What Withdrawal Looks Like
Withdrawal symptoms are one of the clearest indicators that the body has become physically dependent on alcohol. They typically start within 6 to 24 hours after the last drink. The progression follows a rough timeline:
- 6 to 12 hours: Mild symptoms like headache, anxiety, irritability, and trouble sleeping
- Within 24 hours: Possible hallucinations in more severe cases
- 24 to 72 hours: Symptoms peak for most people with mild to moderate withdrawal, then begin improving
- 48 to 72 hours: Risk window for delirium tremens, a severe and potentially life-threatening form of withdrawal involving confusion, rapid heartbeat, and fever
Some people experience prolonged withdrawal effects, including insomnia and mood changes, that persist for weeks or even months after stopping. This drawn-out recovery phase is one reason relapse rates are high early on. The brain needs time to rebuild its normal chemical balance after months or years of adapting to alcohol.
Who Is Affected
AUD crosses every demographic line. Among those 12 and older, 11.8% of males and 7.6% of females met criteria for AUD in the past year. Rates are fairly consistent across racial and ethnic groups: 10.3% among White Americans, 9.8% among American Indian or Alaska Native populations, 9.6% among Black Americans, 9.1% among Hispanic or Latino individuals, and 5.5% among Asian Americans. The condition is not concentrated in any one group, income level, or age bracket, which reinforces why the old stereotype of what an “alcoholic” looks like is so misleading.

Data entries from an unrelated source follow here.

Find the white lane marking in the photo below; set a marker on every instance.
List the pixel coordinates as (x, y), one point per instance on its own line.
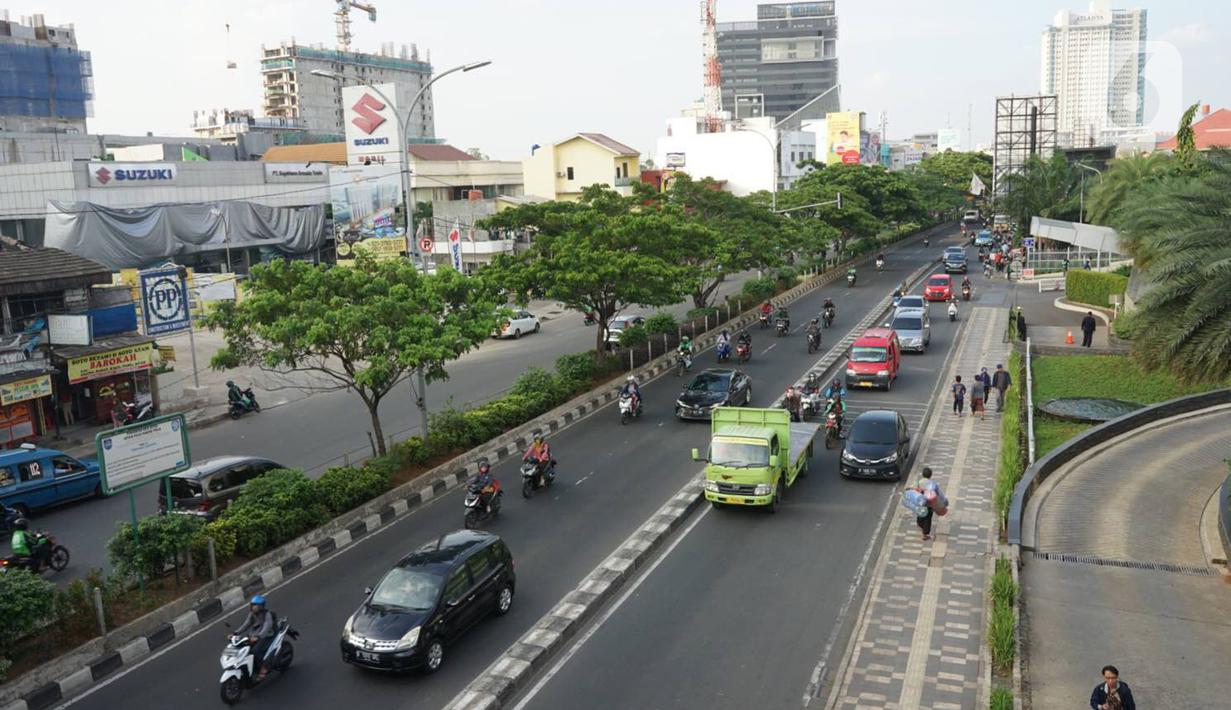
(581, 640)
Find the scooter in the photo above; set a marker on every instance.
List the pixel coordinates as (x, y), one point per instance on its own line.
(239, 663)
(475, 510)
(536, 476)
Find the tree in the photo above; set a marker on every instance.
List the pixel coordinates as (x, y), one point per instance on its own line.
(1184, 320)
(366, 327)
(596, 257)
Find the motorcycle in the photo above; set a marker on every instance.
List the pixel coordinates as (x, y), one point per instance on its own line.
(477, 510)
(536, 476)
(239, 663)
(628, 411)
(56, 556)
(245, 404)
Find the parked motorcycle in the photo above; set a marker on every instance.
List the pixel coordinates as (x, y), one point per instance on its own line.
(478, 508)
(245, 404)
(536, 476)
(239, 663)
(42, 545)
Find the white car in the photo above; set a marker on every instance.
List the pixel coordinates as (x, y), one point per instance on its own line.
(521, 323)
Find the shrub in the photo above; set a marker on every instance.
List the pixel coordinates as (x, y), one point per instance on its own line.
(160, 538)
(26, 601)
(661, 323)
(1093, 287)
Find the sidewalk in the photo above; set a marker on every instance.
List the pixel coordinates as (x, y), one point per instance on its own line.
(1120, 574)
(918, 639)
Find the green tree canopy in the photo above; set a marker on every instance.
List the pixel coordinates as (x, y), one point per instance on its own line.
(366, 327)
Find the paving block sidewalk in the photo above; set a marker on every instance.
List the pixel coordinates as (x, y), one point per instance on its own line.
(917, 641)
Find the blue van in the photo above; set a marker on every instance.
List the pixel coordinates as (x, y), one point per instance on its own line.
(32, 479)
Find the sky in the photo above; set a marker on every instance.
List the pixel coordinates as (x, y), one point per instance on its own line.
(621, 67)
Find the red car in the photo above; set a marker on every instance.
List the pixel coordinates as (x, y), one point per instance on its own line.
(939, 287)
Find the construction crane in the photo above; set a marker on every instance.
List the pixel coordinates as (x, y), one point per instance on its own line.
(712, 71)
(342, 19)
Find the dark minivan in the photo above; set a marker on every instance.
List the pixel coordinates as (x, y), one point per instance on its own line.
(877, 446)
(429, 599)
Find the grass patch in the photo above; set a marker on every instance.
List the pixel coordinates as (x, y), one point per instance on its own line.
(1117, 377)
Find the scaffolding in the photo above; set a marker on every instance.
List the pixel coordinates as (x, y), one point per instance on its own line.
(1026, 126)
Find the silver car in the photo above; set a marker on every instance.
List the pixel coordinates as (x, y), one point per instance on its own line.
(914, 329)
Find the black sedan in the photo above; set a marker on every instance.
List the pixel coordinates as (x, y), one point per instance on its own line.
(713, 388)
(877, 446)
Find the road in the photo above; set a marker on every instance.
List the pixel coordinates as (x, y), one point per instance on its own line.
(611, 479)
(737, 613)
(326, 428)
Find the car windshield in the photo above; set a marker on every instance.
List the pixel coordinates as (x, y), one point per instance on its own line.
(736, 454)
(408, 588)
(874, 432)
(868, 355)
(708, 383)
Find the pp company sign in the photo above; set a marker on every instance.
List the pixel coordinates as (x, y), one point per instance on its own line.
(164, 300)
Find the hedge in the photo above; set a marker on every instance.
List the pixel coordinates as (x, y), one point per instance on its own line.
(1093, 287)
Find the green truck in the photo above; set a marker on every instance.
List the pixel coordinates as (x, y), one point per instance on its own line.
(755, 455)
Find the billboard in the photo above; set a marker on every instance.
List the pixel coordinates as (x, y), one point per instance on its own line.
(948, 139)
(843, 137)
(371, 126)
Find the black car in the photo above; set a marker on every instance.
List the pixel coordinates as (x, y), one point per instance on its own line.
(208, 487)
(877, 446)
(427, 601)
(713, 388)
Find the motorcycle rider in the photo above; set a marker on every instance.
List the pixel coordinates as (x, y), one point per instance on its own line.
(259, 626)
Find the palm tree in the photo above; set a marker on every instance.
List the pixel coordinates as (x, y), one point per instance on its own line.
(1123, 177)
(1184, 320)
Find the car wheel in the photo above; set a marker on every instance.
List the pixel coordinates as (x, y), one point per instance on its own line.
(435, 657)
(505, 599)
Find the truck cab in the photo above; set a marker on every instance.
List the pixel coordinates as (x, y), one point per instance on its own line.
(874, 359)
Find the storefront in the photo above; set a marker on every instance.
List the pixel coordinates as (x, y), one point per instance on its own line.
(25, 406)
(99, 377)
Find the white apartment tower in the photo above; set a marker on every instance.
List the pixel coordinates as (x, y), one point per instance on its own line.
(292, 91)
(1093, 63)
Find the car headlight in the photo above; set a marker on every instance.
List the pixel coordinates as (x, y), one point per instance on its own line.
(409, 640)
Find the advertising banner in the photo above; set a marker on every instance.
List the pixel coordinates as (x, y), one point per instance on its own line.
(371, 126)
(843, 137)
(164, 300)
(126, 359)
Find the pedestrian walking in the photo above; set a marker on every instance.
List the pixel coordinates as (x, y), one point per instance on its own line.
(1001, 382)
(1110, 694)
(1087, 329)
(978, 391)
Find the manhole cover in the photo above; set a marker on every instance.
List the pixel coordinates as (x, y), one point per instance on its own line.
(1088, 409)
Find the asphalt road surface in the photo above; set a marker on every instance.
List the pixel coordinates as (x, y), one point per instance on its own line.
(611, 479)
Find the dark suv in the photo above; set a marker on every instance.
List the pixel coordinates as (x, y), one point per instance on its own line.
(427, 601)
(208, 487)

The Difference Between Problem Drinking and AUD
A person can drink too much without having AUD, and the line between the two isn’t always obvious from the outside. The key distinction is what happens when you try to change. Someone who’s drinking too much but doesn’t have AUD can generally cut back or stop when they decide to, even if it takes some effort. With AUD, repeated attempts to cut down or quit fail despite genuine desire and real consequences. The brain’s adaptation to alcohol creates a pull that willpower alone struggles to overcome.
This is why AUD is classified as a chronic medical condition rather than a moral failure or a lack of discipline. The neurological changes are measurable: brain imaging studies show reduced levels of calming neurotransmitter activity in people with AUD compared to those without it. Treatment typically involves some combination of behavioral support and, in many cases, medication that helps rebalance brain chemistry during recovery. Full remission is possible and common, but it requires addressing the biological component alongside the behavioral one.